Excerpt From Bill Freeman's latest book: Democracy Rising: Politics and Participation in Canada
In 2016 two political events have been like an earthquake, shaking the waters of public life. The
first was the Brexit vote by the British people to leave the European Union, and the second was
the long campaign of Donald Trump and his election to become the president of the United
Many political leaders, the corporate elite, and the media have been in a panic. All of their
predictions have been wrong. Trump was dismissed at the beginning of the primaries as being a
lightweight, and yet he went on to win the presidency of the most influential and powerful
country in the world. Britain's exit from the E.U. was thought to be so remote a possibility that a
referendum was called to put the issue to rest. It was believed that ordinary people would not
leap into the unknown and vote for political options that could lead to chaos and disaster, but in
both instances the public defied the elites.
The media is still puzzling over what happened. They blame those who have been economically
left behind and say that these votes point to the rising influence of right-wing politics. Age,
ignorance, and gender are other factors, apparently. In both Britain and the United States, it was
older males lacking post-secondary education who voted for these marginal candidates and
causes. In fact, the roots are much broader and deeper than this.
There is a common element that runs through both of these events. Vast numbers of people are
fed up with the elites who control the political process and engineer government policies for their
own interests. Decisions are being made that threaten their jobs, their families, and their
communities, and no one is listening to their concerns. They want it known that they are hurting,
and that the political system is not working for them. People are struggling, and their children
face a diminished future. They don't like it one bit.
But above all, they are tired of prosperous members of the elite telling them what is good for
them and how they should be voting. They have rebelled in the only way they can – the only way
the system allows them to rebel – by voting for a know-nothing, self-centred political
demagogue, and by rejecting the E.U., a political power centred in Brussels that they know little
There is a deep dissatisfaction among the followers of the left, right, and centre, and it goes
through all parts of the developed world, Canada included. People are not happy with the cozy
relationships their governments have with elites.

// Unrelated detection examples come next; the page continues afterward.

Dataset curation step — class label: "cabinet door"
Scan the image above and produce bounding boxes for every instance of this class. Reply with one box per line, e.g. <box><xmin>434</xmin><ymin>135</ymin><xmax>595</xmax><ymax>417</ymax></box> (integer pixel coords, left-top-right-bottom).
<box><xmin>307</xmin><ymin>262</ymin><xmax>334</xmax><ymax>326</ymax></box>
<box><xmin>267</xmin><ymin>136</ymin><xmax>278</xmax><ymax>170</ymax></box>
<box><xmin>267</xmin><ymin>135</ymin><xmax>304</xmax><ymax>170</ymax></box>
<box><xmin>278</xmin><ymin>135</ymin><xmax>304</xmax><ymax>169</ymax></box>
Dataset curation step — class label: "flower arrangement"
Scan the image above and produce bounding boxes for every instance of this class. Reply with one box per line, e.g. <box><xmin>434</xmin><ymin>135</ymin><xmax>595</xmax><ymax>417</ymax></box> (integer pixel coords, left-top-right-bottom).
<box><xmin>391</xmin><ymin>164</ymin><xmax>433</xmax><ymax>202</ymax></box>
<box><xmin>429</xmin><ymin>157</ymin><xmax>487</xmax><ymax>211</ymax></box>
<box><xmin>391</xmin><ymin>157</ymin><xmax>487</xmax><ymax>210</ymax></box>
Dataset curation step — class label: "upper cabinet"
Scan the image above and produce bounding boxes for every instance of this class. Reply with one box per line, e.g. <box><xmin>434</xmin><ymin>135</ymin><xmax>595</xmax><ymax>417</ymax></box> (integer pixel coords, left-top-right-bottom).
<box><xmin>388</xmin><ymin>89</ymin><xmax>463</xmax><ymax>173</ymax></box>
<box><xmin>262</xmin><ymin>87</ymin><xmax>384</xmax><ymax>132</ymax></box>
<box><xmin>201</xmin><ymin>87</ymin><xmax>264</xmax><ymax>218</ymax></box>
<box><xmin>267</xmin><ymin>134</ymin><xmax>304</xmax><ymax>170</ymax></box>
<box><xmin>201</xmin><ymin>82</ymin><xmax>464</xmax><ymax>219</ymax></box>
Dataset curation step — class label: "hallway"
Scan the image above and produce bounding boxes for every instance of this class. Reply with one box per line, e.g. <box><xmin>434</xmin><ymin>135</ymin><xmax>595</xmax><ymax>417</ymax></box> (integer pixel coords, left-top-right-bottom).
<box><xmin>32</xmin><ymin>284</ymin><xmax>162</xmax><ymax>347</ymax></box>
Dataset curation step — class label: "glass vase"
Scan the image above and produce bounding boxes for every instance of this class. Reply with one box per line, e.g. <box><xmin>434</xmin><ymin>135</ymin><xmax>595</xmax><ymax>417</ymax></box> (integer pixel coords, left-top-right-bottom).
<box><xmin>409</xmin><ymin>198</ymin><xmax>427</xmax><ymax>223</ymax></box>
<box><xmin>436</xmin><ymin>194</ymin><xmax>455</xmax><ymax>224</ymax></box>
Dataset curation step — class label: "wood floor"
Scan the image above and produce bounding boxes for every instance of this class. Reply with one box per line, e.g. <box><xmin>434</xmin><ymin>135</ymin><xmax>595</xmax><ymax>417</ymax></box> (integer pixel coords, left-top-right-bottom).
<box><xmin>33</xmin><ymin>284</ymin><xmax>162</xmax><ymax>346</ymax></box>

The message that they have delivered is that
they want something done about the way that governments are run, or there is going to be hell to
That is what this book is all about.
In Democracy Rising, award-winning author Bill Freeman, examines the political malaise that
has gripped Canada by showing how economic elites have created a political system that benefits
them, and how it can be changed. Other groups have challenged elites and have made the
political system respond to their concerns and it can be done again.
Democracy is rising in this country. People are becoming engaged in politics and public life, and
that is a good thing. It is only when our representative democracy becomes a truly participatory
democracy that we will have "government of the people, by the people, for the people."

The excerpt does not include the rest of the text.